How do I handle schema evolution in my quality checks?

Great Expectations supports “expectation suites” that you version alongside your code. When a schema changes, you create a new suite version and migrate existing checks. Soda Core checks reference columns by name, so they automatically fail when columns are missing — alerting you to schema changes. Deequ checks are defined in code and must be updated when schemas change.

Can I use Great Expectations without a database connection?

Yes. Great Expectations works with pandas DataFrames in memory, CSV files, Parquet files, and Spark DataFrames. You do not need a database connection to run checks on flat files. This is ideal for profiling data during the ingestion phase before it lands in a database.

Does Soda Core require Soda Cloud?

No. Soda Core is fully functional as a standalone CLI tool. Soda Cloud provides a web dashboard for visualizing scan results, setting up alerts, and managing checks across teams — but all quality checks run locally. The cloud component is optional.

How does Deequ compare to Great Expectations for large datasets?

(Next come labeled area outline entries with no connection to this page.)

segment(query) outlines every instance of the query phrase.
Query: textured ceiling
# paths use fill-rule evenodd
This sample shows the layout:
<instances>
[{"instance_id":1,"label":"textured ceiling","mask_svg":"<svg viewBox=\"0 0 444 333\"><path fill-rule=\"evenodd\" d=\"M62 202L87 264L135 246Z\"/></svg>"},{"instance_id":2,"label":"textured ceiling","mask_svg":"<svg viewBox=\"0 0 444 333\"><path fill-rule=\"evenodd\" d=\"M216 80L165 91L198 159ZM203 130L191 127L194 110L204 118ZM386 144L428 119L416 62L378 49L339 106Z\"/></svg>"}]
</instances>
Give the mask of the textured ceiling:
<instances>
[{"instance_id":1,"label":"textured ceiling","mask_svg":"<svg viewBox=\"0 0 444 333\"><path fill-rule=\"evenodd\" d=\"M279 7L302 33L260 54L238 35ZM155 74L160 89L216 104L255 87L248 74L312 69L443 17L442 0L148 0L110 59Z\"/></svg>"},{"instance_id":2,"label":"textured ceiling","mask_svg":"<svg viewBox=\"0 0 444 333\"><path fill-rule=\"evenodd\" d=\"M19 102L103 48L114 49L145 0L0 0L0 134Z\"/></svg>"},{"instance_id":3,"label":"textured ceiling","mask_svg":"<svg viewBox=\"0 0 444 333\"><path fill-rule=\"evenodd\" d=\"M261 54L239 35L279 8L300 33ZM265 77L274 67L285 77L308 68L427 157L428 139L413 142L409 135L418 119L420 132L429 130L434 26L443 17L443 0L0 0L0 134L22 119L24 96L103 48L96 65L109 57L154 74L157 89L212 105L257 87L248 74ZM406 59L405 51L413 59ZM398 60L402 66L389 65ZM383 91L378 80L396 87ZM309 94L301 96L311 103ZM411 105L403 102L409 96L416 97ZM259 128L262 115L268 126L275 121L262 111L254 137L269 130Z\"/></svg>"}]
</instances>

Deequ runs on Apache Spark and can process petabyte-scale datasets by distributing computation across a cluster. Great Expectations can also use Spark as an execution engine, but its primary interface is designed for pandas (in-memory) and SQL databases. For teams already running Spark, Deequ offers a more natural integration. For teams using Python and SQL databases, Great Expectations is more versatile.

Can I schedule quality checks automatically?

Yes. All three tools run as CLI commands or library calls, making them easy to schedule with cron, Airflow, Prefect, or Dagster. Great Expectations has a built-in checkpoint system that can run on a schedule. Soda Core scans can be triggered via CI/CD pipelines. Deequ runs as a Spark job, which can be scheduled via Oozie, Airflow, or cloud schedulers.

What happens when a quality check fails?

All three tools return a pass/fail status. Great Expectations produces a validation result object with per-expectation details and generates HTML Data Docs. Soda Core outputs a JSON scan result file and can be configured to exit with a non-zero code on failure (blocking CI/CD pipelines). Deequ returns a VerificationResult with Error or Warning level per check.